Healthcare spending is increasingly shifting to consumers. U.S. healthcare insurance costs are rising and consumers are paying a higher portion of their insurance costs at 18% of annual income versus 14% in 1999, Meeker says. Deductible costs are rising a lot as well—the number of employees that have a $2,000 deductible or greater is 22% versus 7 % in 2009, says Kleiner Perkins Caufield & Byers.
“When customers start spending more, they tend to pay more attention to value and prices, especially with things like the internet,” Meeker said in her presentation last week at the Recode conference in Silicon Valley near San Francisco.
Consumers want greater transparency in researching and pricing healthcare treatment, and they want more online tools to do it with, she says. “We ask the question, ‘With consumerization of healthcare and rising data availability, may we finally be at the cusp of reducing consumer healthcare spending?’ I certainly hope so.”

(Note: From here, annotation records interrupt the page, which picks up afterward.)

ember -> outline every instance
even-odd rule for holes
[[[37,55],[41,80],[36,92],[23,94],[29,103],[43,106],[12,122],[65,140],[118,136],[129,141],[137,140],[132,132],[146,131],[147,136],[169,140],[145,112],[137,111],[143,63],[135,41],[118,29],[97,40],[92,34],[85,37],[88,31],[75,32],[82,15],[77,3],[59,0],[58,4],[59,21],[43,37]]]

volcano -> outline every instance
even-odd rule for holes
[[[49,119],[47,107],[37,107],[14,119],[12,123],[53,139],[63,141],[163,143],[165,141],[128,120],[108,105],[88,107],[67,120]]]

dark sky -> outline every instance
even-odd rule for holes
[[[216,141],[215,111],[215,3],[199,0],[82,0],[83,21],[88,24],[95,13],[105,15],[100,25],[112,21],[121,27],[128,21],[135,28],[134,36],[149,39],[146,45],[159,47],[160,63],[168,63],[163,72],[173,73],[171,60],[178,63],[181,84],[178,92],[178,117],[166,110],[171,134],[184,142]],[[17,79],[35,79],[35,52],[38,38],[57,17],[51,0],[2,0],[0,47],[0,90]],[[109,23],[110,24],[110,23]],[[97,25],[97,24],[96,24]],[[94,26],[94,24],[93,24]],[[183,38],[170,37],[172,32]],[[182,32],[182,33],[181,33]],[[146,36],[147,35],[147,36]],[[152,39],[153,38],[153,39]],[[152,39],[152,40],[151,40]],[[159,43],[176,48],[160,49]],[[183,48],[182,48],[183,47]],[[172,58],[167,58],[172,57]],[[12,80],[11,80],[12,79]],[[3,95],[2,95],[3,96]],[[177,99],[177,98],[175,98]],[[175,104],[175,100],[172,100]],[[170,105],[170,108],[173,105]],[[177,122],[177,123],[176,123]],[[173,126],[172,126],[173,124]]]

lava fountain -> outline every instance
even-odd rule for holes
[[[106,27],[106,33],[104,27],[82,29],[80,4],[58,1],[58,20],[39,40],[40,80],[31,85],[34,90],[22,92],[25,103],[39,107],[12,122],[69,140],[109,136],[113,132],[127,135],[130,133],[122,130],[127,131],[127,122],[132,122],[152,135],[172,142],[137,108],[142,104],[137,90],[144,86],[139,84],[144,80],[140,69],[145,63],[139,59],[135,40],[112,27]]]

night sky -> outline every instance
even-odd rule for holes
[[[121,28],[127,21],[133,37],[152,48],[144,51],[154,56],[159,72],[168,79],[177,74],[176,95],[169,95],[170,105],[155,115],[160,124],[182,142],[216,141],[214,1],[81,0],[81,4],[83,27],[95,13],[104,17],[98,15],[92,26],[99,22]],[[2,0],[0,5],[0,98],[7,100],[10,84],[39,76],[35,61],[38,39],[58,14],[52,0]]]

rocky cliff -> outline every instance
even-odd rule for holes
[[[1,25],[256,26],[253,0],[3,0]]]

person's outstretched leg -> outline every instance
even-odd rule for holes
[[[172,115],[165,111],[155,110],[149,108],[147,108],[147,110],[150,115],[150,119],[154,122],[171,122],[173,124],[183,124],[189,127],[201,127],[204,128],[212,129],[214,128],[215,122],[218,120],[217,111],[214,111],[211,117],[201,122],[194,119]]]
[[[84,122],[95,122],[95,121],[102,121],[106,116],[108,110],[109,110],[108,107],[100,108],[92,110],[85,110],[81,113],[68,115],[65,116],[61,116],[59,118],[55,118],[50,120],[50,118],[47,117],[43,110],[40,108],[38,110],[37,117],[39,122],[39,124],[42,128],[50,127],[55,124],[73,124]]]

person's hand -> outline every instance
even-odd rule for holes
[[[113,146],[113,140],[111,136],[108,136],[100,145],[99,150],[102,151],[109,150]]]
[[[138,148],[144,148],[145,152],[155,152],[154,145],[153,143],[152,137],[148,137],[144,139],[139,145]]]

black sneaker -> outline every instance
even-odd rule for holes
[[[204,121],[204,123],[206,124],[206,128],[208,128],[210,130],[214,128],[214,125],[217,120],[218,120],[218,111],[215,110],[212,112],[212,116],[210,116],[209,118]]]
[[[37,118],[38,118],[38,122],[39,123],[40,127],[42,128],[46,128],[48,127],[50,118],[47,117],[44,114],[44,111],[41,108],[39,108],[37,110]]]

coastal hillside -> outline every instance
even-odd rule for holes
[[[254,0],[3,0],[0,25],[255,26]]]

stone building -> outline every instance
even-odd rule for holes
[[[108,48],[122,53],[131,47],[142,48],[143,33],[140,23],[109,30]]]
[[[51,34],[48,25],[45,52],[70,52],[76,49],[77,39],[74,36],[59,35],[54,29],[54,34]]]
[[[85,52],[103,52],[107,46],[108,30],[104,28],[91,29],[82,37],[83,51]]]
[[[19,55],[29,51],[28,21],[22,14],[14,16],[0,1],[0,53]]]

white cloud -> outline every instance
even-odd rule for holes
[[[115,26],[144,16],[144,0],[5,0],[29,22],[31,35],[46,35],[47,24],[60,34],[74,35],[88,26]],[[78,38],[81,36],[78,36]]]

The internet in general continues to change how consumers live their daily lives and how web technology continues to “disrupt” industries such as healthcare, Meeker says. “Technology disruption is not new and technology disruption is adopting the internet. It was adopted faster than the PC, faster than the TV, faster than the telephone,” she says. “What are the drivers of this? Rising and cheaper compute power and storage capacity, and rising and cheaper connectivity and data sharing.”
New companies such as online healthcare insurer Oscar Health and others are among the throngs of newer companies using digital technology trying to build a more consumer-focused approach to healthcare, she says.
“Will market forces finally come to healthcare and drive prices lower for consumers?” Meeker says. “The trends, numbers, are still small, but they’re trending in the right direction.”